N ₂ 2.1% NF ₃ 97.7% Other 0.2% Example 2 300 ml of a perfluorocarbon liquid (carbon number 8, boiling point 102 ° C.) of the trademark “KPF-82” manufactured by Kanto Denka Kogyo KK was placed in a Teflon bottle, Ammonia gas was blown in while stirring with a magnetic stirrer. Next, ammonia in the blowing tube was replaced by nitrogen gas, and fluorine gas was blown to cause a reaction. The reaction gas was washed with water, and the gas composition was analyzed by gas chromatography.
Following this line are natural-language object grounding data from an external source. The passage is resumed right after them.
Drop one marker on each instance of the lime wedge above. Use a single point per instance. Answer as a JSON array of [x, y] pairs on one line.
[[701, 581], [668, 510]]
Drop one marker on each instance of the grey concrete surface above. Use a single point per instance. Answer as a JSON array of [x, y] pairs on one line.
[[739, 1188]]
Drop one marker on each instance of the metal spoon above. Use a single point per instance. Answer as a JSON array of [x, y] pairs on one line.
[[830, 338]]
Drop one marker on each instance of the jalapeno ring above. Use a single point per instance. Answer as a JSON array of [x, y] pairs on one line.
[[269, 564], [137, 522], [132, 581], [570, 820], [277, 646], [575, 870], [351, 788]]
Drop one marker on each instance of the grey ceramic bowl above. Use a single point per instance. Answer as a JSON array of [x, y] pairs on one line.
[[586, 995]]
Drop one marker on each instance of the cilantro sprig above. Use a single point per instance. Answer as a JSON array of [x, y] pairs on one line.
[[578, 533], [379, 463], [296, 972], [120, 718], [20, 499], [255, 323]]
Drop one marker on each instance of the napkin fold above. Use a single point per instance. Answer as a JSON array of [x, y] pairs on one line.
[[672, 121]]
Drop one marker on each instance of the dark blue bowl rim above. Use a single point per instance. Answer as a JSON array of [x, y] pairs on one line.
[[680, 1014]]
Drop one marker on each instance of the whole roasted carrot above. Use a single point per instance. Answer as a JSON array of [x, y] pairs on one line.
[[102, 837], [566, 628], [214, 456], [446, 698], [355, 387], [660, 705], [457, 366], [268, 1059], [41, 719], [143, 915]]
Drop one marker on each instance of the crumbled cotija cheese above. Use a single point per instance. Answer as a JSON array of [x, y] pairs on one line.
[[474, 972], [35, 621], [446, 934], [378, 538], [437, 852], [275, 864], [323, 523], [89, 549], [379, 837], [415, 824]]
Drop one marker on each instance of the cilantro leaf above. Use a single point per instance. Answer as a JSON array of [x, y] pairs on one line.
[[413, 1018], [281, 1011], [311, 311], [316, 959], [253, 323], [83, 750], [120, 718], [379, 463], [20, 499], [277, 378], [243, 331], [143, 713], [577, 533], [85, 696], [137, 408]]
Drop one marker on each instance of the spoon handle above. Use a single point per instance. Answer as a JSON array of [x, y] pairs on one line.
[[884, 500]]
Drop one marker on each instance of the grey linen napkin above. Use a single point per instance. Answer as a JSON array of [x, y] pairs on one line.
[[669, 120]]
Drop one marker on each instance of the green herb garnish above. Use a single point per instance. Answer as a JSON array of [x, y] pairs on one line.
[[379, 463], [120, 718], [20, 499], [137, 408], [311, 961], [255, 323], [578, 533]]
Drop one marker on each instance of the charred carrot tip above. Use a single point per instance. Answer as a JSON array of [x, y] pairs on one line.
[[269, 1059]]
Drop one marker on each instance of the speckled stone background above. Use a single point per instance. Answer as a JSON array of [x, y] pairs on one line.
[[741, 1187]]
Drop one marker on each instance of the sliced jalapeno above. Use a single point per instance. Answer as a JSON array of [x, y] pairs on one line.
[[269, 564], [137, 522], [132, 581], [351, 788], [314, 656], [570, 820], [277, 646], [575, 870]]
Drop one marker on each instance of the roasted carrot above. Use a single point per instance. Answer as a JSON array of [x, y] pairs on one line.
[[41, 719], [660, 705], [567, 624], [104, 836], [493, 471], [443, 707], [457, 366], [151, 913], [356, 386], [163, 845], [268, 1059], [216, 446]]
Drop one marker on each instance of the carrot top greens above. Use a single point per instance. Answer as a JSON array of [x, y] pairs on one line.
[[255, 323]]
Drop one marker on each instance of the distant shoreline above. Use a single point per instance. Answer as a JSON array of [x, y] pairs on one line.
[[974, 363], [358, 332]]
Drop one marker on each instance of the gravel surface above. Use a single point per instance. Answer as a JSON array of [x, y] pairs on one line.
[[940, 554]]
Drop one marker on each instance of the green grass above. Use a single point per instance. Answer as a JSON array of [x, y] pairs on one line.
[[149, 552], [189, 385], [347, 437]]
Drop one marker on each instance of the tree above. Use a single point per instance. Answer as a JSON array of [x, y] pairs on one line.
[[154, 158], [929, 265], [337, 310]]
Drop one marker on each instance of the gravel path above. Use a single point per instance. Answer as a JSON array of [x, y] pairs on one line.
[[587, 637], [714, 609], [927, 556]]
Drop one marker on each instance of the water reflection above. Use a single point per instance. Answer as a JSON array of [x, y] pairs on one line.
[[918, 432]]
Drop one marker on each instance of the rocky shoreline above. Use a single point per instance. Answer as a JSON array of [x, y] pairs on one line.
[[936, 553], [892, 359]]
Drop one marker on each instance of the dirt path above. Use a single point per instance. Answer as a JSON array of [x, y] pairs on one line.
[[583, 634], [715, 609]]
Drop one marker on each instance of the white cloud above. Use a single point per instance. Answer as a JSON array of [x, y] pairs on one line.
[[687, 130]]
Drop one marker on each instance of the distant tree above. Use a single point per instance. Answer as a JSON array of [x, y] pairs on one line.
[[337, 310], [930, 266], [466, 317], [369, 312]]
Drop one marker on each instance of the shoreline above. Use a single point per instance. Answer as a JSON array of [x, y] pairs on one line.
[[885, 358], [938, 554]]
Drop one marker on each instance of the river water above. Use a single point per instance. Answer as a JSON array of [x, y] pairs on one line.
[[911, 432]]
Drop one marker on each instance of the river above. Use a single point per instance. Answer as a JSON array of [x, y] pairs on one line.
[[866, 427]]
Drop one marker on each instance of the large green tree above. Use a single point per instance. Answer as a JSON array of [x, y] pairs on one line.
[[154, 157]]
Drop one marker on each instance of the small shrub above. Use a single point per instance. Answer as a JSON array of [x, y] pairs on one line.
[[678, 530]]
N ₂ 3.9% NF ₃ 90.4% Others 5.7%

[Brief description of the drawings]

FIG. 1 is a schematic diagram of an example of an apparatus for performing the method of the present invention. 1 Fluorine gas dissolving tower 2 Reaction tower 3 Gas washing tower (A), (B), (C): Pump

──────────────────────────────────────────────────続 き Continuation of front page (72) Inventor Shiro Sato 425 Kanai, Shibukawa-shi, Gunma Kanto Denka Kogyo Co., Ltd. Research and Development Center (56) References JP-A-2-255513 (JP, A) (58) Field surveyed (Int.Cl. ⁶ , DB name) C01B 21/083

Claims (1)

(57) [Claims] 1. A process for producing nitrogen trifluoride, comprising dissolving ammonia in a perfluorocarbon liquid and then introducing fluorine gas; or dissolving fluorine gas in the perfluorocarbon liquid and then introducing ammonia gas. Method.